/MPC

Model Predictive Controller to keep a car on track

Primary LanguageC++GNU General Public License v3.0GPL-3.0

MPC

Model Predictive Controller to keep a car on track


Dependencies

  • cmake >= 3.5
  • All OSes: click here for installation instructions
  • make >= 4.1
  • gcc/g++ >= 5.4
  • uWebSockets
    • Run either install-mac.sh or install-ubuntu.sh.
    • If you install from source, checkout to commit e94b6e1, i.e.
      git clone https://github.com/uWebSockets/uWebSockets 
      cd uWebSockets
      git checkout e94b6e1
      
      Some function signatures have changed in v0.14.x. See this PR for more details.
  • Fortran Compiler
    • Mac: brew install gcc (might not be required)
    • Linux: sudo apt-get install gfortran.

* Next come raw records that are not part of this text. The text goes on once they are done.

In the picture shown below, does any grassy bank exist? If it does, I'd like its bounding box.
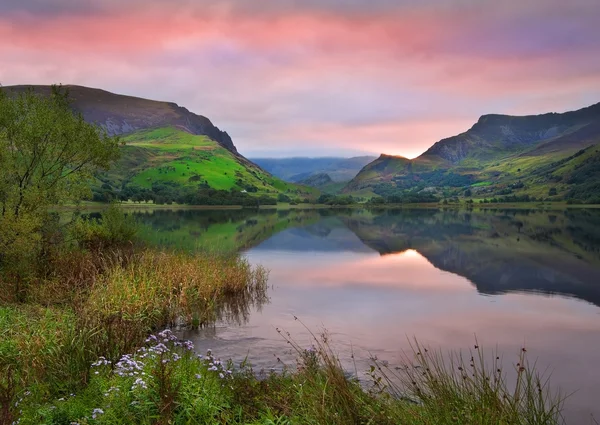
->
[0,237,267,425]
[0,318,561,425]
[0,206,561,425]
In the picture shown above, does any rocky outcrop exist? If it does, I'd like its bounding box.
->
[4,86,238,154]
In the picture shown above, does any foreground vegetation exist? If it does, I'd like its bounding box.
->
[0,88,561,425]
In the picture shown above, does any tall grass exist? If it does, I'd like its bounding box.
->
[80,250,267,355]
[371,340,565,425]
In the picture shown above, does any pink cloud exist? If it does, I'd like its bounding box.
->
[0,0,600,156]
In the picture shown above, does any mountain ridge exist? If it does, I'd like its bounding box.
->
[343,103,600,201]
[2,85,239,155]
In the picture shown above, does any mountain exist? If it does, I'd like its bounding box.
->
[299,173,333,187]
[4,85,237,153]
[3,86,318,201]
[344,103,600,202]
[251,156,375,183]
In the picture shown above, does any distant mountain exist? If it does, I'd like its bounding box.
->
[2,86,318,201]
[298,173,333,187]
[251,156,375,183]
[344,103,600,202]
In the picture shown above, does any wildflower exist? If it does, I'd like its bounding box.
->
[92,408,104,419]
[131,378,148,390]
[92,356,111,367]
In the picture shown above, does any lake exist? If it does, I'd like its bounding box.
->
[137,209,600,424]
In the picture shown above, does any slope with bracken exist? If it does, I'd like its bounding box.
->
[344,103,600,201]
[4,86,318,200]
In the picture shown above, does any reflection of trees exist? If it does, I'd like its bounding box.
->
[135,209,320,252]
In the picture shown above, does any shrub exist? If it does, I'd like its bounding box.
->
[70,204,137,250]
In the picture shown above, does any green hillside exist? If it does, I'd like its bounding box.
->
[95,127,318,200]
[344,104,600,202]
[251,156,375,183]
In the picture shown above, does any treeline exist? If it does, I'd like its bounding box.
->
[92,181,278,207]
[369,192,440,205]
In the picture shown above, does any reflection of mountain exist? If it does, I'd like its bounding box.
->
[136,210,321,252]
[344,210,600,306]
[255,217,373,252]
[137,209,600,306]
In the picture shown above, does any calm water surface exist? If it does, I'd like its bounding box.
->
[138,209,600,424]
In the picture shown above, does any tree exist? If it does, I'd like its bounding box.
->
[0,86,119,265]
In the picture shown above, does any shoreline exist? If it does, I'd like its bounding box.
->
[52,202,600,211]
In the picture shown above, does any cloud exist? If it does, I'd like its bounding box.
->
[0,0,600,156]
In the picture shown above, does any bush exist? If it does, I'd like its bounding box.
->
[71,204,137,250]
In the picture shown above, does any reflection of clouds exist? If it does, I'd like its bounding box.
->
[251,249,474,292]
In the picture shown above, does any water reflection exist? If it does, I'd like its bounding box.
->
[140,209,600,423]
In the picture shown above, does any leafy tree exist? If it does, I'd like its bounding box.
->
[0,86,119,265]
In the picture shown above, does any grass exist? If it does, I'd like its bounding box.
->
[0,210,563,425]
[100,127,318,195]
[7,322,564,425]
[0,240,267,425]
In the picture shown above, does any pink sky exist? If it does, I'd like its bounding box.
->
[0,0,600,157]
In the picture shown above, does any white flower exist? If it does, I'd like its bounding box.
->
[92,408,104,419]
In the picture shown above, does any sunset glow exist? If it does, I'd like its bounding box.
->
[0,0,600,157]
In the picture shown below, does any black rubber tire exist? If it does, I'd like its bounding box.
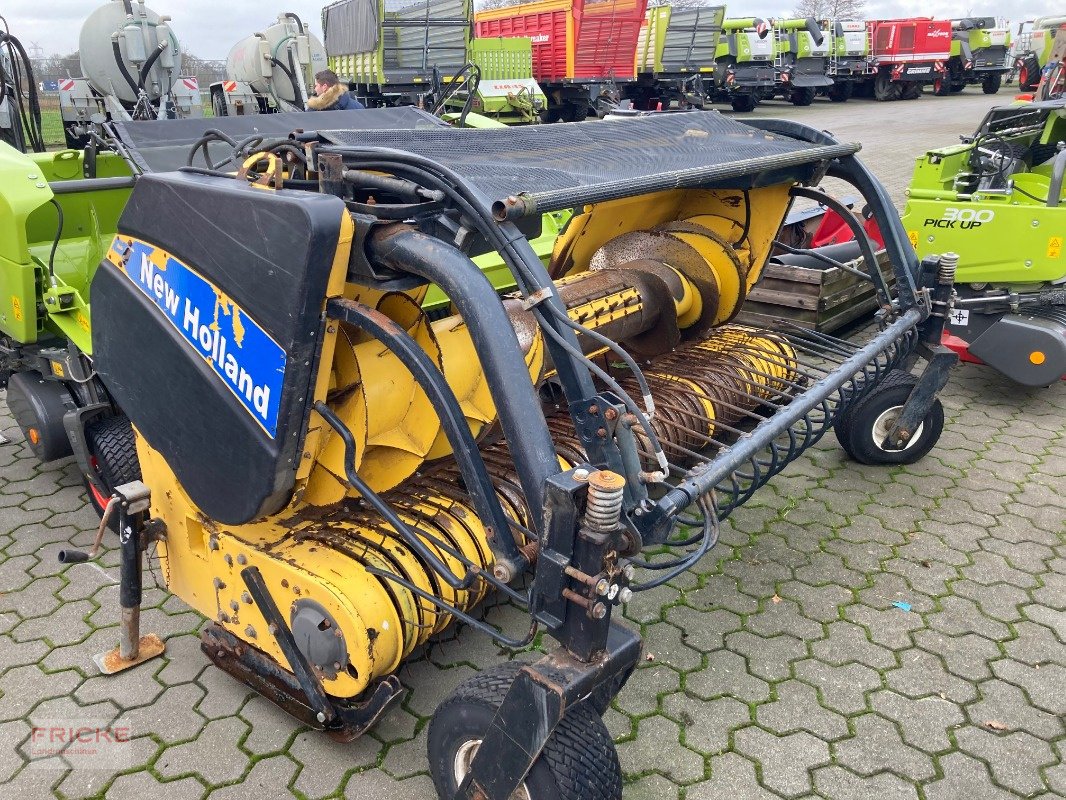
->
[85,415,141,530]
[729,94,759,113]
[829,81,855,102]
[426,662,621,800]
[833,370,944,464]
[789,86,814,106]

Additionall you have also have to install gcc and g++, sudo apt-get install gcc g++. Look in this Dockerfile for more info.
  • Ipopt
    • Mac: brew install ipopt
    • Linux
      • You will need a version of Ipopt 3.12.1 or higher. The version available through apt-get is 3.11.x. If you can get that version to work great but if not there's a script install_ipopt.sh that will install Ipopt. You just need to download the source from the Ipopt releases page or the Github releases page.
      • Then call install_ipopt.sh with the source directory as the first argument, ex: bash install_ipopt.sh Ipopt-3.12.1.
    • Windows: TODO. If you can use the Linux subsystem and follow the Linux instructions.
  • CppAD
    • Mac: brew install cppad
    • Linux sudo apt-get install cppad or equivalent.
    • Windows: TODO. If you can use the Linux subsystem and follow the Linux instructions.
  • Eigen. This is already part of the repo so you shouldn't have to worry about it.
  • Simulator. You can download these from the releases tab.
  • Not a dependency but read the DATA.md for a description of the data sent back from the simulator.

Basic Build Instructions

  1. Clone this repo.
  2. Make a build directory: mkdir build && cd build
  3. Compile: cmake .. && make
  4. Run it: ./mpc.

The Model

The model is basically the same as shown in the project instructions. The state is given by position (x,y), speed (v), orientation (psi) and the errors: cross track error (cte) and orientation error (epsi). The actuators are given by steering angle (delta) and acceleration (a). The update quations for the state are given by

  1. x(t+dt) = x(t) + v(t) * cos(psi(t)) * dt,
  2. y(t+dt) = y(t) + v(t) * sin(psi(t)) * dt,
  3. v(t+dt) = v(t) + a(t) * dt,
  4. psi(t+dt) = psi(t) + v(t) * delta(t) / Lf * dt,
  5. cte(t+dt) = cte(t) + v(t) * sin(epsi(t)) * dt,
  6. epsi(t+dt) = epsi(t) - v(t) * delta(t) / Lf * dt.

Number of Time Steps & Timestep Length

The time step length dt is taken from the project instructions, dt=0.1, while the number of time steps has been set to N = 1.5 / dt = 15, corresponding to 1.5 seconds. 1.5s turned out to be sufficient for stable control (1s was not); reducing dt while keeping N*dt constant led to a huge increase in computation effort.

Latency

The simulation implements a delay of 100ms for the computation of new actuator values in order to simulate the dynamics of the actuators. This can be take into account by extending the model introducing state variables for the actuators. In this solution, I do so using state variables s_delta and s_a for the corresponding actuators delta and a. The update equations for this are implemented as

  1. s_delta(t+dt) = (1 - filter) * s_delta(t) + filter * delta(t),
  2. s_a(t+dt) = (1 - filter) * s_a(t) + filter * a(t).

The variable filter is a number between 0 and 1. 0 means, that the state of the actuator does not react on the actuation, while 1 leads to an immediate reaction. In order to reflect the delay in the update equations, one has to replace delta(t) by s_delta(t+dt) and a(t) by s_a(t+dt) in equations 4. and 6, while s_delta(t) and s_a(t) are the state of the actuators from the last time step.